Technology gives us access to things which were never accessible up to that point. From telephones, to television, to personal computers, and nowadays, smartphones with internet access, we are truly in a very modern and digital world. Everything is available online.
Virtual reality technology is another of the world’s interesting breakthroughs which helps us enhance our experience when watching something and when taking part in, for example, a video game, or a simulator.
Martial arts are specific and require the use of our entire body for our movements to be effective. Can they be learned through VR? Perhaps. Here are some concerns on the matter.
VR Technology is Good, But
It is not good enough. VR technology has relatively good tracking, but for the arms, only. There are only custom-made simulators which have full body tracking, but they are rare and expensive, and often used for military-grade training. While one could conceivably build a full body VR machine, it would be difficult to implement in reality.
Having a headset on and using both arms and legs to practice movements is a lot harder than just swinging your arms, particularly if one has restricted space to work with. Some motions like arm movements could be practiced, but there is still a couple more concerns.

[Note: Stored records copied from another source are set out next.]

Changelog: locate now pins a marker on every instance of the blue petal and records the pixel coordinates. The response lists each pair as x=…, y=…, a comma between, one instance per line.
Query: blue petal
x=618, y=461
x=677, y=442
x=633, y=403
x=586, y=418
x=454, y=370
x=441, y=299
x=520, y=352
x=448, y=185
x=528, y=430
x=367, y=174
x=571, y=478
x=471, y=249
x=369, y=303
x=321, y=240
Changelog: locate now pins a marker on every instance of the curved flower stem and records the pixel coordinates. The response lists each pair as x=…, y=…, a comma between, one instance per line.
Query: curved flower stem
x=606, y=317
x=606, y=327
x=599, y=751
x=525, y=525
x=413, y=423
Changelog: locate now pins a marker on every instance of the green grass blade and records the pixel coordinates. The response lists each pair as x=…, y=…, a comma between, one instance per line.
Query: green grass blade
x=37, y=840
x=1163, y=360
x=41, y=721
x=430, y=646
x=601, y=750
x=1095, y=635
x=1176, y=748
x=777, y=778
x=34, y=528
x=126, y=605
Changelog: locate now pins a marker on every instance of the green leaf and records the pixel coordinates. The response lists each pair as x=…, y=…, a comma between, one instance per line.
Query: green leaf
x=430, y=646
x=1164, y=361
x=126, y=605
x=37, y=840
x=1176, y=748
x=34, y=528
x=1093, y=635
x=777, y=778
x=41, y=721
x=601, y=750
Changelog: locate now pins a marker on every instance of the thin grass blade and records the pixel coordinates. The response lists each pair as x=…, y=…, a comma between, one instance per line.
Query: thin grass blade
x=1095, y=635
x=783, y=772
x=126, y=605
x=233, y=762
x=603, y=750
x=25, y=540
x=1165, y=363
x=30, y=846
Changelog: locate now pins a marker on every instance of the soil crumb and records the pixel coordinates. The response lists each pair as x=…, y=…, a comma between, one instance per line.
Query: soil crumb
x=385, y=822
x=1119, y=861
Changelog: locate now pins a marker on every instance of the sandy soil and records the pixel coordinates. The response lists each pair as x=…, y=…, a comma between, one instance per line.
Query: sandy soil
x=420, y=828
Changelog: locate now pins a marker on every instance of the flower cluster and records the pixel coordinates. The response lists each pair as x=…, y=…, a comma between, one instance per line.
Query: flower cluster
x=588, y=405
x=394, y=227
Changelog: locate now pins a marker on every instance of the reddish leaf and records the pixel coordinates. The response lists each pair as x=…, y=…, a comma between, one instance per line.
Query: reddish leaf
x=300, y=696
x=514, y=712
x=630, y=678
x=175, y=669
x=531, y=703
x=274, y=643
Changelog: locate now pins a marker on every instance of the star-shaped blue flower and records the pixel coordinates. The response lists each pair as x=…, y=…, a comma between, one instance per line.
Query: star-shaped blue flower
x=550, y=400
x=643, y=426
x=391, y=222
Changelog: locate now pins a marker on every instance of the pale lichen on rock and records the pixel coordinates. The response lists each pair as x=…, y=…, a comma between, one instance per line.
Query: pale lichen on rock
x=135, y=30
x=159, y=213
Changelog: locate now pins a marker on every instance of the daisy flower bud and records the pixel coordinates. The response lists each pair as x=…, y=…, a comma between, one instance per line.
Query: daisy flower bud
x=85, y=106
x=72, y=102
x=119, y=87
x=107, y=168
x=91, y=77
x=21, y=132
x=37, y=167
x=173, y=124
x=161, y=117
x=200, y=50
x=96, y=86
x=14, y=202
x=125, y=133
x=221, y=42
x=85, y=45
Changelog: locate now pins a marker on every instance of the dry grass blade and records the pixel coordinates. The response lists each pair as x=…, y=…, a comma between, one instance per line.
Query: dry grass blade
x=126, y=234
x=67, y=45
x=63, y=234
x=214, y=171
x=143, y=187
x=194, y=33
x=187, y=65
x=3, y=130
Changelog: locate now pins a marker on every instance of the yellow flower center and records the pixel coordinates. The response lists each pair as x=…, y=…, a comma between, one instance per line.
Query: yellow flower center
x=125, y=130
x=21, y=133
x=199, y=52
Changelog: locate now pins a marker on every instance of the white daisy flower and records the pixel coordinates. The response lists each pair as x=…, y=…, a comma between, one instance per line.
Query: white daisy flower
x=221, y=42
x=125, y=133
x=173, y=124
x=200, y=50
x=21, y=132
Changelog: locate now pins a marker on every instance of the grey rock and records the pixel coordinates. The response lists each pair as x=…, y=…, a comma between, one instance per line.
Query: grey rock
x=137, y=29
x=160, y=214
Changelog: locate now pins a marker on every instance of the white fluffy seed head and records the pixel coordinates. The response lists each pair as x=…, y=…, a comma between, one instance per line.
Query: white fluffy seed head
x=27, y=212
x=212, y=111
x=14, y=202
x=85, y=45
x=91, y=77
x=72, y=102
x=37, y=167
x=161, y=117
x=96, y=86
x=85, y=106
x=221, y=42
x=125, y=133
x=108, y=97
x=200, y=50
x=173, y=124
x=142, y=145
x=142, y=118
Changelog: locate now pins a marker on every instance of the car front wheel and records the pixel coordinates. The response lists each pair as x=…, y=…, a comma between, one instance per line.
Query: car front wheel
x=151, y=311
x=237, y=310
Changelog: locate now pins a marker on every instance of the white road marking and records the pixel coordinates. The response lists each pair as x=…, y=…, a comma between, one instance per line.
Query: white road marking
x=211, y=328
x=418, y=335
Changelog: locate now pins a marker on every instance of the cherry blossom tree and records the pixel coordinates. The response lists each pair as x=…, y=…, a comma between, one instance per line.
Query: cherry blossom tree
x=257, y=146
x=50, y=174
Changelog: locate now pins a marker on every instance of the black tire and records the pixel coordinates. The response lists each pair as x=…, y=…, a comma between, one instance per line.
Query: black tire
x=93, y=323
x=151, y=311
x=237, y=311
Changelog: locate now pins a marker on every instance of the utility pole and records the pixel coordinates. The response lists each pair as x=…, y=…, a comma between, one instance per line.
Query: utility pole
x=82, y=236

A Lack of a True VR Martial Arts Training Simulator
The problem with VR and martial arts, other than the technological issues, is that there is no dedicated martial arts simulator or training program. Boxing, one might get away with, but only as a recreational activity, rather than an actual way for anybody to learn boxing. Well-versed fighters might have fun with games that put you in a situation to actually use your hands to fight, while also rotating your body to face multiple enemies. Gorm is one of such games.
However, given that there is no game or simulator on the market that people could use to effectively train and practice martial arts, VR is not the only thing being an obstacle, but rather a lack of interest on the developer side of things, not to mention the publishers.
It is Dangerous to Learn Without an Instructor
Learning anything without an instructor is a challenge. When we are talking about martial arts, learning without an instructor could lead to injuries. One could sustain an injury just by training and having poor technique, or they could if they were to actually try and fight somebody who trained in a dojo and has had a master meticulously correct their technique.
There are no masters in VR so if one were to start practicing, they could only reinforce their mistakes or poor technique, either of which takes a lot more time and effort to correct, than it would take to learn a technique correctly from the get go.
Having fun with martial arts-like games in VR is possible, and even some experienced fighters might have a chuckle, or even a challenge. However, learning martial arts through VR is still not there yet. In a decade or so, we might see leaps in VR technology, and VR martial arts dojos might become a reality.